Under 6404(a), the IRS is given the freedom to abate any tax liability or penalty, including interest, that is assessed — or erroneously assessed — during the period of limitations that is deemed to be excessive in amount. 6404(c) to (g) provide further clarification on abatement, including the reasons that can be used to argue interest abatement. This option is not permitted for tax assessed on income, gift, or estate taxes.

Despite these varied reasons, the most applicable to the average taxpayer is the opportunity for abatement under Section 6404, and the various options contained within. These are summarized as follows:

Unreasonable Delays or Errors by the IRS

The IRS isn’t perfect, despite the reputation the agency likes to tout. As such, errors do happen, and in some cases, these errors lead to unfair interest charges on top of an unfair tax case. If the IRS is willing to admit to their mistakes — although this isn’t guaranteed — it can be possible to be granted abatement if a managerial or ministerial act caused a delay or error. A managerial act is defined as any administrative act that results in the temporary or permanent loss of records or a discretionary decision that is related to personnel management.

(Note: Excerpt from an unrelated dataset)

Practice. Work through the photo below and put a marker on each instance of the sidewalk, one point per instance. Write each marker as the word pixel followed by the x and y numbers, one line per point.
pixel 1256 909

This sounds a little confusing, so here’s a common example. Say you turned in your tax return several years ago, and it showed a balance due that you decided not to pay. However, an audit uncovered even more penalties, but an error in the audit process delayed this determination, resulting in more interest than appropriate. Under these circumstances, the IRS will consider abating interest, but only the interest that accrued on the audit liability as a result of the error, not on your original non-payment.

A ministerial act is a little different, referring instead to a mechanical or procedural act that doesn’t involve discretion or judgment. For example, an IRS case is to be transferred from one district office to another but, despite a timely response by the taxpayer, there is a delay in moving the process along. Should this kind of delay lead to the accrual of interest, this interest can be abated. However, if the taxpayer was the cause of the delay, interest will likely be maintained.

This tends to hold true in most applicable circumstances, but the proceedings surrounding a partnership-level return are a little more nuanced. Partnership TEFRA examinations are covered in 6404(e)(1), essentially stating that if an issue occurs in regards to one partner, a determination may be applicable to every partner. If a managerial or ministerial act occurs to one partner, the abatement request should be made in connection with a separate partner-level proceeding, and each partner’s request for abatement will be decided on a case by case basis.

Mathematical Errors by the IRS

Despite the importance of math in the IRS’ daily responsibilities, not all numbers are crunched properly. Covered under 6404(d), if an IRS officer provides calculations to a taxpayer that result in a mathematical error causing less than the proper amount of tax to be reported or paid, the IRS can abate interest for any period within 30 days of the date of notice and payment of the deficiency.

These kinds of mathematical errors can happen for a variety of reasons but are defined in Section 6213(g)(2) and include:

  • Computational errors
  • Use of an incorrect IRS table
  • An inconsistent entry on a return
  • The omission of information to substantiate a part of a return
  • Use of a deduction or credit in an amount that exceeds the statutory limit

Some of these errors, including those related to an incorrect SSN or other taxpayer ID, can be critically important to low-income taxpayers who rely on the earned income credit, deductions for dependent care services, the child care credit, or deductions related to tuition and other educational expenses. If this kind of error results in interest, a notice of abatement can prevent assessment while the issue is rectified.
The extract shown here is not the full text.